The proper way, and useful for other game events, like knowing if a ship cube is hit by a weapon shot, is to do ray casting. Using inverse transforms I can take the cursor position and convert it to world space. Then I can shoot a ray from this position, along the normal direction from the camera. Now I have to test if the ray intersects any of my cubes. If the cubes are stored in a list, then I would potentially have to search every cube to find the one hit. Instead, I’ve decided to implement my own octree. It has the following features:
- Inserts and accesses elements by using neighbour relationships. This mirrors how players will be building/destroying ships.
- Starts with a leaf (a cube), and builds coarser layers as a ship is expanded in dimension.
- The octree stores the position of its top level parent. When a coarser layer is added, this position is recalculated. When travelling from the root to a leaf, this position can be propagated through the tree, if the cubes themselves don’t store their locations.
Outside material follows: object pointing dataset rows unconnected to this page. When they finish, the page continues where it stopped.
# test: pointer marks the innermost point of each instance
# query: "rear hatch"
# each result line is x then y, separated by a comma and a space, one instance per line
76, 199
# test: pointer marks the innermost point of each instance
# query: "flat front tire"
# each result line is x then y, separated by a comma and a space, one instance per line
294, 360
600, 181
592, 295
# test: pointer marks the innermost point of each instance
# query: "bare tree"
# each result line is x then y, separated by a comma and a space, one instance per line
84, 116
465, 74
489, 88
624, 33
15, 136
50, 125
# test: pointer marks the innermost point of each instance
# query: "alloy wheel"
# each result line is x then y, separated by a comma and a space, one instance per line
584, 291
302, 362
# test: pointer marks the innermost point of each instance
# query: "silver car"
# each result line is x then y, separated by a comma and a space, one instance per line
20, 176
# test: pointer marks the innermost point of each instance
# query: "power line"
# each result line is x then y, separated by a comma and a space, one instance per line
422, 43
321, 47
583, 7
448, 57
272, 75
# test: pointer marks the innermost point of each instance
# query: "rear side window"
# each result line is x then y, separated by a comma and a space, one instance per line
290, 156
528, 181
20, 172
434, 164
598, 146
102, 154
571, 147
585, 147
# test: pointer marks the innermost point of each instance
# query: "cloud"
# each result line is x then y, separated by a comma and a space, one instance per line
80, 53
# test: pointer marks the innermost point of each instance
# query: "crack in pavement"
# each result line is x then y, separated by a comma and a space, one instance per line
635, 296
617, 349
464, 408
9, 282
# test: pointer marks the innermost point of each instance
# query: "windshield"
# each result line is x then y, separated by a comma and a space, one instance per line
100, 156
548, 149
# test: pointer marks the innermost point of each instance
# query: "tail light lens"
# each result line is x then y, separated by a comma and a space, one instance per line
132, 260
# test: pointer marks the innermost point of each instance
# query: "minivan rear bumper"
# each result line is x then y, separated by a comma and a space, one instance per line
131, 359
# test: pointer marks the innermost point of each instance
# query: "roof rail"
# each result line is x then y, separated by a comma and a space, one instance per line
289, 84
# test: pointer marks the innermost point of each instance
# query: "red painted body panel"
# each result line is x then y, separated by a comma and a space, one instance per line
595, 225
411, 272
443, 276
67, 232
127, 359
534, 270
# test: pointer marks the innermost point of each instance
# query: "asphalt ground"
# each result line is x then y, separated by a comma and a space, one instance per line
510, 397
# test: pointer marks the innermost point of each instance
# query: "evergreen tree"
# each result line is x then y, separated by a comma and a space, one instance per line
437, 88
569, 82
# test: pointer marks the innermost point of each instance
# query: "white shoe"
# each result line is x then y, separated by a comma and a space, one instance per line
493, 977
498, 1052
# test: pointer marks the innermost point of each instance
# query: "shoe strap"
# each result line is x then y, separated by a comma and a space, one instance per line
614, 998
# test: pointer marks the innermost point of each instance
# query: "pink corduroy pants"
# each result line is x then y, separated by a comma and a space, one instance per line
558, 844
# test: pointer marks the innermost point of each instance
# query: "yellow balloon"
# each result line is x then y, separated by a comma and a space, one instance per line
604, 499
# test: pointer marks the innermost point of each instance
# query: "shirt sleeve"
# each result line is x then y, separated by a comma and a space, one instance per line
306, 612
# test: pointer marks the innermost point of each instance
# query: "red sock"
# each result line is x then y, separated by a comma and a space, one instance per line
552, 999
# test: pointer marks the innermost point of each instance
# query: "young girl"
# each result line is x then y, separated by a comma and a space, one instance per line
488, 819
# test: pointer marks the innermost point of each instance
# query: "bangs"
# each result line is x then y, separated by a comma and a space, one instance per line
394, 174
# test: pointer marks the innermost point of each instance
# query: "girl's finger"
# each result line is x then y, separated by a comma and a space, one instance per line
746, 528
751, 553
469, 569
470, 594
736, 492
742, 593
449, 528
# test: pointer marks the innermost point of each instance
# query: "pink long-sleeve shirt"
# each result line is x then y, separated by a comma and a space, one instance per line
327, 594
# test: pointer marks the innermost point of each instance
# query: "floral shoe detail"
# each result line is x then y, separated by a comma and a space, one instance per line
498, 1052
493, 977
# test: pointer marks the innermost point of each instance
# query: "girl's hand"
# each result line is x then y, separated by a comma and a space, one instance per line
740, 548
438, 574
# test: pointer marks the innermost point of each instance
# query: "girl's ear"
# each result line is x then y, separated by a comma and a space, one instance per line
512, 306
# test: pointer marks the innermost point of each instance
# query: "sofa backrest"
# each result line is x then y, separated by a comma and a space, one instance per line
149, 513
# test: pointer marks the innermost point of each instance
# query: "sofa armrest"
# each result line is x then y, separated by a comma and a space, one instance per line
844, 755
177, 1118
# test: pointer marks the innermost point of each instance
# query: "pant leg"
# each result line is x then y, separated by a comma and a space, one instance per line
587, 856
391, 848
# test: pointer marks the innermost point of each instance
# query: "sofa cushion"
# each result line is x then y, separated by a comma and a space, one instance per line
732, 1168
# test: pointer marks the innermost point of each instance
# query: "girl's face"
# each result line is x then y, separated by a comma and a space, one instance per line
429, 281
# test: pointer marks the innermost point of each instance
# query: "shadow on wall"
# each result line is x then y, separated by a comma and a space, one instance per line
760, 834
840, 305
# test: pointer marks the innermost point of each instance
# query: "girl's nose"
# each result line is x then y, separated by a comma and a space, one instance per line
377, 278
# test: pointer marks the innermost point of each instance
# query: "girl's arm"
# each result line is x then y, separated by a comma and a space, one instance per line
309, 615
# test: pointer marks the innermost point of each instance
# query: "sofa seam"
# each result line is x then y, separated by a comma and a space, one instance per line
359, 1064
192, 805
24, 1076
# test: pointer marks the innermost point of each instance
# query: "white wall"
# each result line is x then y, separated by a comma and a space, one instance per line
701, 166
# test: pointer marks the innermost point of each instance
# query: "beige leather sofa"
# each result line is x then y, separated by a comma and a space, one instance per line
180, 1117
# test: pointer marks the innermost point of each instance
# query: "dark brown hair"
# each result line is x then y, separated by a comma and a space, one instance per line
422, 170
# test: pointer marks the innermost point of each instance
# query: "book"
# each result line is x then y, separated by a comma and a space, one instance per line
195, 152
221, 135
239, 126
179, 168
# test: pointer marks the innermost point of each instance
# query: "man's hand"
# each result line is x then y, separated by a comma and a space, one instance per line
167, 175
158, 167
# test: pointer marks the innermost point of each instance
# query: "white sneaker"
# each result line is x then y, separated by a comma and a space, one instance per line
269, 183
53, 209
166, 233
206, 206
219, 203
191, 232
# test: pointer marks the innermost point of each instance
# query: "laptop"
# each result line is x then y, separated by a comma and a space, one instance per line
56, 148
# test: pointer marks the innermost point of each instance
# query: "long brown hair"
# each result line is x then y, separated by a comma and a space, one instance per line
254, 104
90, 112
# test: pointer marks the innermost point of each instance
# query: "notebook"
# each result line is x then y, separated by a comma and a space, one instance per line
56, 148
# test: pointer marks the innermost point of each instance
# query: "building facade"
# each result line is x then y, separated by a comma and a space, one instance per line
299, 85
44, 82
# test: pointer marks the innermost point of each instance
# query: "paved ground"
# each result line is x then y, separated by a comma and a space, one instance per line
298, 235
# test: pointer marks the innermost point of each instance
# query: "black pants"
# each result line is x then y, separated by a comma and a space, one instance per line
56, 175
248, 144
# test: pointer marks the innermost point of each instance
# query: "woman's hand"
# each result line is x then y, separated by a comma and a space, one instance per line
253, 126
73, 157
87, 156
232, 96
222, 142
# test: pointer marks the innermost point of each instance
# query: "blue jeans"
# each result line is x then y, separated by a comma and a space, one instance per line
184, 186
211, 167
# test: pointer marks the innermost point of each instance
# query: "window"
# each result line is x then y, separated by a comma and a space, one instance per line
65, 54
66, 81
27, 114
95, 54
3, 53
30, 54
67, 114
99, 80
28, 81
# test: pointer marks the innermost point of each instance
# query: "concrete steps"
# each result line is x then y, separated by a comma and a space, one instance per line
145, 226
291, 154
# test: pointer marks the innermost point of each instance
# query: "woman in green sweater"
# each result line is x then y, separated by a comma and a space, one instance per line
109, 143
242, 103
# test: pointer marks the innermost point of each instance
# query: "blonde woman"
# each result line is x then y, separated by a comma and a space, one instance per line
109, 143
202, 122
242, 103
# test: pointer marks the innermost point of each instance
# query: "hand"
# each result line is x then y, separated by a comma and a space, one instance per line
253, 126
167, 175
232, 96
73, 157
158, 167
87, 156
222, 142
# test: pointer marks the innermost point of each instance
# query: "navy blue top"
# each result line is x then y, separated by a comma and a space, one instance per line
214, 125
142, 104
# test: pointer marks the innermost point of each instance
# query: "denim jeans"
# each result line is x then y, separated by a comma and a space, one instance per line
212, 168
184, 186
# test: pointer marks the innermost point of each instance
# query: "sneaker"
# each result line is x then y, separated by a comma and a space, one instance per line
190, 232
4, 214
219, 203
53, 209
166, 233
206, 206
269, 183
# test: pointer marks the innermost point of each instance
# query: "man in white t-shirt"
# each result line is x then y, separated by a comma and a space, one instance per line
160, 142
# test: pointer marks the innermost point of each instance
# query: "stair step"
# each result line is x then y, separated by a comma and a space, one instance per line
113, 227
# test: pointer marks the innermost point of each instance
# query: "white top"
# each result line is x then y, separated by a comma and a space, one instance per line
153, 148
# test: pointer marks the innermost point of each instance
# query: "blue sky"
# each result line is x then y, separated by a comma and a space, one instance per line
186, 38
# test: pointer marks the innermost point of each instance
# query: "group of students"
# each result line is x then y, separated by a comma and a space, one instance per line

The octree means a 4096 cube set, which if stored in a list could take 4096 operations to find an intersection, can only take a maximum of 32 operations (if the intersection is unique to one leaf) to find the intersection (4 levels, 8 cubes per level = 32 intersection tests). That’s of course only if the cubes are all stored in the same 16x16x16 volume to minimize the octree size to have only 4 levels.
Achievements
So what I did implement today?
- The above octree structure, without intersection searches (left for tomorrow).